\name{mergetag}
\alias{mergetag}
\title{Aggregate sequence tags into dynamic genomic windows/bins and count the number of
  tags in the windows/bins.}
\description{
  A function to aggregate sequence tags into genomic windows/bins with dynamic length
  specified by the user and count the number of tags falling in the
  dynamic windows/bins.
}
\usage{
mergetag(chip,control,maxlen=80,minlen=10,ntagcut=10)
}

\arguments{
  \item{chip}{A n by 3 matrix or data frame. The Rows correspond to sequence
    tags. chip[,1] contains chromosome IDs; chip[,2] contains the genomic
    positions of sequence tags matched to the reference genome.

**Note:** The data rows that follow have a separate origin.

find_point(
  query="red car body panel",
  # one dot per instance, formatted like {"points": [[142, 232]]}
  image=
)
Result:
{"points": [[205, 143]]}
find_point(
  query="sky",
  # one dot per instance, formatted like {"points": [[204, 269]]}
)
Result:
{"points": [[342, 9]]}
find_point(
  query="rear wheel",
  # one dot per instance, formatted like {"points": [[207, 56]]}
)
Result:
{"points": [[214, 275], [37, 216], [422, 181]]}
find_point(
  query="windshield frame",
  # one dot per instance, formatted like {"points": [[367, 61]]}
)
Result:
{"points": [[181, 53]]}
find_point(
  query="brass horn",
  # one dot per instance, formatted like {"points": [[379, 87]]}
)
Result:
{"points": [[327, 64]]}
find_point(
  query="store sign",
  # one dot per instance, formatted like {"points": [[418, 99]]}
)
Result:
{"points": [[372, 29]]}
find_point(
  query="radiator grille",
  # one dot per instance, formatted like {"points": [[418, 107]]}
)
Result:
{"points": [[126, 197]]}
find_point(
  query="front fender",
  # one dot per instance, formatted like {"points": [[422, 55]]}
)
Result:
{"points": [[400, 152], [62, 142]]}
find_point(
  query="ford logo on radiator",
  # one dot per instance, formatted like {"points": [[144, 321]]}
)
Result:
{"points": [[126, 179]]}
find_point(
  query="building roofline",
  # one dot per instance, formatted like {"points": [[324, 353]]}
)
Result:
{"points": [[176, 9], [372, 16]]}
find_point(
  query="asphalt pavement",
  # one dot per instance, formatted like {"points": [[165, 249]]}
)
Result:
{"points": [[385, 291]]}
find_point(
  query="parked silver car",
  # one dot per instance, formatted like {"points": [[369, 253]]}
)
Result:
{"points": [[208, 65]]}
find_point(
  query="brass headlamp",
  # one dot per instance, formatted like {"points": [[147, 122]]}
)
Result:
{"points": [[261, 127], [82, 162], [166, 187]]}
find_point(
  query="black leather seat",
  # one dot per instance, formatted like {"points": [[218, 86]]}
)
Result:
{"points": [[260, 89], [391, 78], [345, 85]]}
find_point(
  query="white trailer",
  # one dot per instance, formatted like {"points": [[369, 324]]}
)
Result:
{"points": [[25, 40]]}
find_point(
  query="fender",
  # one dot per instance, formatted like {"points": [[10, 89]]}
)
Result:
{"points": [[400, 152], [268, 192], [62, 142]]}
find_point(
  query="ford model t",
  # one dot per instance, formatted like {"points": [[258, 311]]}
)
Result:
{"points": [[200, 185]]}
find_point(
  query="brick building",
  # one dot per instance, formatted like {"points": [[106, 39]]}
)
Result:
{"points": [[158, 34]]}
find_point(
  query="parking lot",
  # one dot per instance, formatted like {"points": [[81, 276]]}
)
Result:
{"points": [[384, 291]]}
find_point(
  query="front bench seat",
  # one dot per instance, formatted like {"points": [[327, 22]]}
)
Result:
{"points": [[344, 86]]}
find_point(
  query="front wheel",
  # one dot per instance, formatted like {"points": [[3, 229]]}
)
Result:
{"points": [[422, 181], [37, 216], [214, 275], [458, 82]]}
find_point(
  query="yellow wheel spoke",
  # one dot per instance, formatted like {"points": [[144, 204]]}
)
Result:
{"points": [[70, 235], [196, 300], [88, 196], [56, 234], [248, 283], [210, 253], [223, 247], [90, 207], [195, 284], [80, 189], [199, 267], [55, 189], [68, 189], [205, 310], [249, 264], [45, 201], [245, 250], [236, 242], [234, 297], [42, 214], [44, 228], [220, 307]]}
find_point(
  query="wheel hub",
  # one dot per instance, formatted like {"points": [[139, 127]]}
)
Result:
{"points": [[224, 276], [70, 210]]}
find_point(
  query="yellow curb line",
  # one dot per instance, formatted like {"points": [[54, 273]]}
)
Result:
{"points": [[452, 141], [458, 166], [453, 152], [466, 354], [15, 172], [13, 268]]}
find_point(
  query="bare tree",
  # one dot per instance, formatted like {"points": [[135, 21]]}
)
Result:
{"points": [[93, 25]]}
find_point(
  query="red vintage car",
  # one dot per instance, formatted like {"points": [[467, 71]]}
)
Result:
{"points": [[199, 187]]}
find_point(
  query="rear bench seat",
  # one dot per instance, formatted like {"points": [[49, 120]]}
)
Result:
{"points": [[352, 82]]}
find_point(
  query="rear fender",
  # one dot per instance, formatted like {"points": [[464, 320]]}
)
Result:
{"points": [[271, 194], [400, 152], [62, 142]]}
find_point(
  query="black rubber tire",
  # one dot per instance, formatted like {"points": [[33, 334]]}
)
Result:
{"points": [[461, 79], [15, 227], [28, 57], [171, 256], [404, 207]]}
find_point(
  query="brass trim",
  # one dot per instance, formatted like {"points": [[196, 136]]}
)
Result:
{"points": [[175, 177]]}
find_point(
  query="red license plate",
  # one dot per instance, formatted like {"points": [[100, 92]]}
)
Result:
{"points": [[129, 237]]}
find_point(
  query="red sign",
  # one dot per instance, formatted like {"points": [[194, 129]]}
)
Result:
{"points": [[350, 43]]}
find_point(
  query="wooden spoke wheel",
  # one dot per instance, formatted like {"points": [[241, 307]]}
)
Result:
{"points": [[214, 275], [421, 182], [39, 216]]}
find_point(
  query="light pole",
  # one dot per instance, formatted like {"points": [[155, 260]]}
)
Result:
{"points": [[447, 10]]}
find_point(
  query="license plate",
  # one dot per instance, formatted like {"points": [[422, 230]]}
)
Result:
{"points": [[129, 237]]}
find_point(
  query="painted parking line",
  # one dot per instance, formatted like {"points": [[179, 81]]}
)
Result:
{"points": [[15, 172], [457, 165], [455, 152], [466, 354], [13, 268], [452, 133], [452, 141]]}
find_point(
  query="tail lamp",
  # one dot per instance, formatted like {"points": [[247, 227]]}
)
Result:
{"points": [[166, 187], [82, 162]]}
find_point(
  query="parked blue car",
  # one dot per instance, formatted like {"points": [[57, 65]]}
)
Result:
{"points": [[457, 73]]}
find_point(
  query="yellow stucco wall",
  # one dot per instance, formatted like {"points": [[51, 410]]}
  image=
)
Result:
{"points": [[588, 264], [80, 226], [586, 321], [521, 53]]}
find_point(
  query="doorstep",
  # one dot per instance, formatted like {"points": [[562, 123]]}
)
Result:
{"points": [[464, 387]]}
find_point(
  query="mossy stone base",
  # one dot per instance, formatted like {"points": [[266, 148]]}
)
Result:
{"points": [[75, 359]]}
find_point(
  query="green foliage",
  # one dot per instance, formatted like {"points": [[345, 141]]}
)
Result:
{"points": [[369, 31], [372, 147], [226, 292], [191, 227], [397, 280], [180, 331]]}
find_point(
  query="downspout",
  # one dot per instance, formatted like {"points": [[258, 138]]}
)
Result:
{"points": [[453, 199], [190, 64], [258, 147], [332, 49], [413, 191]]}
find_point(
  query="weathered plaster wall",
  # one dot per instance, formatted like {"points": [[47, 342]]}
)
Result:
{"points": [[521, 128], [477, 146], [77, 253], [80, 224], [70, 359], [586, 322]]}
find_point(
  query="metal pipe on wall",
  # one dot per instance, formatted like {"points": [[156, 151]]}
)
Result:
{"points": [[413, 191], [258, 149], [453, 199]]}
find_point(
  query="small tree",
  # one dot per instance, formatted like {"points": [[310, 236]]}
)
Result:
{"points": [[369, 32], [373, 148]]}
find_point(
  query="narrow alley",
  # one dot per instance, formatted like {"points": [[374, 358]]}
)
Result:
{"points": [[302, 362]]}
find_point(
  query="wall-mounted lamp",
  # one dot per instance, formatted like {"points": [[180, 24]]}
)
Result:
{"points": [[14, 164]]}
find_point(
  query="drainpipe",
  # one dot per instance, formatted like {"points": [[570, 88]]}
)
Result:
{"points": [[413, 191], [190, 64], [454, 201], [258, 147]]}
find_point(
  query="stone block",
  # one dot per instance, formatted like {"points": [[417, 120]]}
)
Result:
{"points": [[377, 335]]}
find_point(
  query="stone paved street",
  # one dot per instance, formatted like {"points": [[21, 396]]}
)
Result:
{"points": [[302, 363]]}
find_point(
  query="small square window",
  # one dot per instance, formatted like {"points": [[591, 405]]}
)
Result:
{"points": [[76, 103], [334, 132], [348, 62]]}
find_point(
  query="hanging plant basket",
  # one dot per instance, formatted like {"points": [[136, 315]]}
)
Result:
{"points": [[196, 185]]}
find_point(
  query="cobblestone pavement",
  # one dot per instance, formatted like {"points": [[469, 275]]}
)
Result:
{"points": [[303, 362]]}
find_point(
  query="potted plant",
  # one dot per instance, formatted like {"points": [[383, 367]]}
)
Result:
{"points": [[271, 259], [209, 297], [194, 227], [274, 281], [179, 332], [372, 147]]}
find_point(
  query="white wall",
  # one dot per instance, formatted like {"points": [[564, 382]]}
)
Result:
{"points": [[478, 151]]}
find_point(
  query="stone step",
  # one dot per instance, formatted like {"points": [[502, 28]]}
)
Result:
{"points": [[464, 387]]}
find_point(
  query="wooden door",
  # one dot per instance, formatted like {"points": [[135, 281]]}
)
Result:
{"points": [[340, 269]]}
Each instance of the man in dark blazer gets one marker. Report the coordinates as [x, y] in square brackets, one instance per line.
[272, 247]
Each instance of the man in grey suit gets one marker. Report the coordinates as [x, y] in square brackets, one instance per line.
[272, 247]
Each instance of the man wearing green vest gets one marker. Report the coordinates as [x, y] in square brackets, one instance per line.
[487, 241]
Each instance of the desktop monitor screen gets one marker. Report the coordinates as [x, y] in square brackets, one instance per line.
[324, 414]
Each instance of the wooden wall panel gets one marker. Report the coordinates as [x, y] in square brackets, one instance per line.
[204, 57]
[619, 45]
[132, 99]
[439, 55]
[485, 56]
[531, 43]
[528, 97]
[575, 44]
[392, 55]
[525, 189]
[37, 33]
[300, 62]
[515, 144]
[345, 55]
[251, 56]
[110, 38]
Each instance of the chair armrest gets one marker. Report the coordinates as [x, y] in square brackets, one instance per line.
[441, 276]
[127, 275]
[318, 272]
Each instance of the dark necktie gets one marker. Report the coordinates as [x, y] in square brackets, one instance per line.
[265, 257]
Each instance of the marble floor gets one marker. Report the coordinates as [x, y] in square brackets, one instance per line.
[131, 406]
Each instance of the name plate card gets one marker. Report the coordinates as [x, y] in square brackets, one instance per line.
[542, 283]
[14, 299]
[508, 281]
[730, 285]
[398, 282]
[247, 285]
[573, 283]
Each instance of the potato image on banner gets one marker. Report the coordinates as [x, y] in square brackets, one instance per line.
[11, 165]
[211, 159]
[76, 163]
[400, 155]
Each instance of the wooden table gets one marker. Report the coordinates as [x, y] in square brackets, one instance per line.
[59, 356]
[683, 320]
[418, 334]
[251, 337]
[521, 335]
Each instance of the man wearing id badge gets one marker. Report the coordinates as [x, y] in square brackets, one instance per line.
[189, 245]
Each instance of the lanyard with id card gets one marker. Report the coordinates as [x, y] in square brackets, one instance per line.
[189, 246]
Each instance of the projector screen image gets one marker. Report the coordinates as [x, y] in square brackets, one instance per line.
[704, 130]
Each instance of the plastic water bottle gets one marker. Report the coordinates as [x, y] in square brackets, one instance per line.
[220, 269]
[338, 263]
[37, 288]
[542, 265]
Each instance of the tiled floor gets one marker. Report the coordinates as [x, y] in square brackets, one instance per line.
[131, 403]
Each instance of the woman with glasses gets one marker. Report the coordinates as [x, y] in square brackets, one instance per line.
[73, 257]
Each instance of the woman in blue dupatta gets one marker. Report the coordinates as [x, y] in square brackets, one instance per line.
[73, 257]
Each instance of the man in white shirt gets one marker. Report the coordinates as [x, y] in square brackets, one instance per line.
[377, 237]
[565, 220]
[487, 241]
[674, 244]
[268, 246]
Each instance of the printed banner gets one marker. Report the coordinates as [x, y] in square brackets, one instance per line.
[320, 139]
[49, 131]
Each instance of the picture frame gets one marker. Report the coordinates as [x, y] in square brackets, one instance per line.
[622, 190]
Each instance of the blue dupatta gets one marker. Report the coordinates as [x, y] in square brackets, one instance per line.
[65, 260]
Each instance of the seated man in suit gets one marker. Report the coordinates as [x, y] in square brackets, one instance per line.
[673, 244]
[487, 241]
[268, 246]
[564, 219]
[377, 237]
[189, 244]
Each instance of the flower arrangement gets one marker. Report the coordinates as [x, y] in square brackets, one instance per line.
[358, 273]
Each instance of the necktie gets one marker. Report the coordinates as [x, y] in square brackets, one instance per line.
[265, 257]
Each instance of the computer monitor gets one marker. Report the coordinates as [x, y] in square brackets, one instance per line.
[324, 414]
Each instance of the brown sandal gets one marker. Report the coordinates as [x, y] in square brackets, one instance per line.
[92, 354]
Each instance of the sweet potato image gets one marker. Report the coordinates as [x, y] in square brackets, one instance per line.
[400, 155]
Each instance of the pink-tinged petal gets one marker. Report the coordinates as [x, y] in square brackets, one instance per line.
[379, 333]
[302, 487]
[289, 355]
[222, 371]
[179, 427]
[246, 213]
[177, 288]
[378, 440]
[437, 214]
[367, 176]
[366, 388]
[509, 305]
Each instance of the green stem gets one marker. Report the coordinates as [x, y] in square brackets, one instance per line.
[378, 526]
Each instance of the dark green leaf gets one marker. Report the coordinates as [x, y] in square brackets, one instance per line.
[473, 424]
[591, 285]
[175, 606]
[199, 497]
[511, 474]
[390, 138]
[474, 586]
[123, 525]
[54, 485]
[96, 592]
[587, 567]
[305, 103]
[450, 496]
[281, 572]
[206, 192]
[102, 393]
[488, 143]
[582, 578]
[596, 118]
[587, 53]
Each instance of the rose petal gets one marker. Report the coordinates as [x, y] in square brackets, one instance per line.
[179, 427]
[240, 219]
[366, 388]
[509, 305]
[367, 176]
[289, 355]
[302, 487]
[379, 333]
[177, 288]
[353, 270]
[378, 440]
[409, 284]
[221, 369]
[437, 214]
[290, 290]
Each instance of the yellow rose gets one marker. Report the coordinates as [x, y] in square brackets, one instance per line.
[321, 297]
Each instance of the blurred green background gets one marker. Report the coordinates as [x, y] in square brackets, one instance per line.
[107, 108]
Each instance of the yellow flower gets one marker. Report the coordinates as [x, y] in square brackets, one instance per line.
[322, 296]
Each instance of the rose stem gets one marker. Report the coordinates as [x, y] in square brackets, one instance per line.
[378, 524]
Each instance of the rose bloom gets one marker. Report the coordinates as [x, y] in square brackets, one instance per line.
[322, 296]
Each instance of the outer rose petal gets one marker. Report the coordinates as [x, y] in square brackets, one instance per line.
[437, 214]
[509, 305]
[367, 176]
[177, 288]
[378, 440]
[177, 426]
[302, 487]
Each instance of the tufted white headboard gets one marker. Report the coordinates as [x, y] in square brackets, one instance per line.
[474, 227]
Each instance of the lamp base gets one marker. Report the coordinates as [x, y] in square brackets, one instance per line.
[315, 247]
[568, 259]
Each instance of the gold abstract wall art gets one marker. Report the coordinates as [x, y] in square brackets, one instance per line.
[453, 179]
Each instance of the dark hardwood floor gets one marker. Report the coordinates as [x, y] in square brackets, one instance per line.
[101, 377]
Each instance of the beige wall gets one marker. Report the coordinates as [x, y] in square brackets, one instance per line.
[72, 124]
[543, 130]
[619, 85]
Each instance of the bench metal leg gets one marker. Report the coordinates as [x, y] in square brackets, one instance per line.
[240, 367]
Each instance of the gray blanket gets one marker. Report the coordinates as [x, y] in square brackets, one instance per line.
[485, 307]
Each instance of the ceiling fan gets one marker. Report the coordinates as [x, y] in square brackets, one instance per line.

For each
    tag, in order to accurately infer the true binding sites, we suggest
    using the middle positions of the tags as the tags' positions on the
    chromosomes.  Note a genomic position must be an integer.
    chip[,3] contains the direction indicators of the sequence tags.  The
    user can basically use any symbols to represent the forward or reverse
    chains. Function 'mergetag' use integer 1 and 2 to represent the
    directions of the chains by doing as.numeric(as.factor(chip[,3])).
    Therefore, the user should know the directions referred by integer 1
    and 2. For example, if the forward and reverse chains are
    represented by 'F' and 'R', respectively, then chains 1 and 2 will refer to
    the forward and reverse chain, respectively.  In the output, the tag
    counts are summarized for chains 1 and 2, respectively (see the below for details). }
  \item{control}{A n by 3 matrix or data frame. The column names of control
    must be the same as the column names of chip.}
  \item{maxlen}{The maximum length of the genomic window/bin into which
    sequence tags are aggregated.}
  \item{minlen}{The minimum length of the genomic window/bin into
    which sequence tags are aggregated.}
  \item{ntagcut}{The tag count cutoff value for triggering bin size change. For
    example, suppose L_i and C_i are the length and tag count
    for bin i, respectively.  If C_i >= ntagcut, the length for bin
    i+1 will be min(L_i/2,minlen); if C_i < ntagcut, the length for bin
    i+1 will be max(2*L_i, maxlen).  Note, by default, the bin sizes
    decrease/increase by a factor of 2.  Thus, the user should let
    maxlen = (2^n)*minlen.  
  } 
}

\seealso{
  \code{\link{iSeq1}}, \code{\link{iSeq2}}, \code{\link{peakreg}},\code{\link{plotreg}}
}
\value{
  A data frame with rows corresponding to the bins and columns corresponding to the following: 
  \item{chr}{Chromosome IDs.}
  \item{gstart}{The start position of the bin.}
  \item{gend}{The end position of the bin.}
  \item{ct12}{For one-sample analysis, where only the ChIP data are
    available, ct12 = ipct1 + ipct2. For two-sample analysis, where both the ChIP
    and control data are available.  ct12 = maximum(ipct1+ipct2-conct1-conct2,0).}
  \item{ipct1}{The number of sequence tags for the chain 1 of the ChIP data.}
  \item{ipct2}{The number of sequence tags for the chain 2 of the ChIP data.}
  \item{conct1}{The number of sequence tags for the chain 1 of the control data.}
  \item{conct2}{The number of sequence tags for the chain 2 of the control data.}
}

\examples{
data(nrsf)
chip = rbind(nrsf$chipFC1592,nrsf$chipFC1862,nrsf$chipFC2002)
mock = rbind(nrsf$mockFC1592,nrsf$mockFC1862,nrsf$mockFC2002)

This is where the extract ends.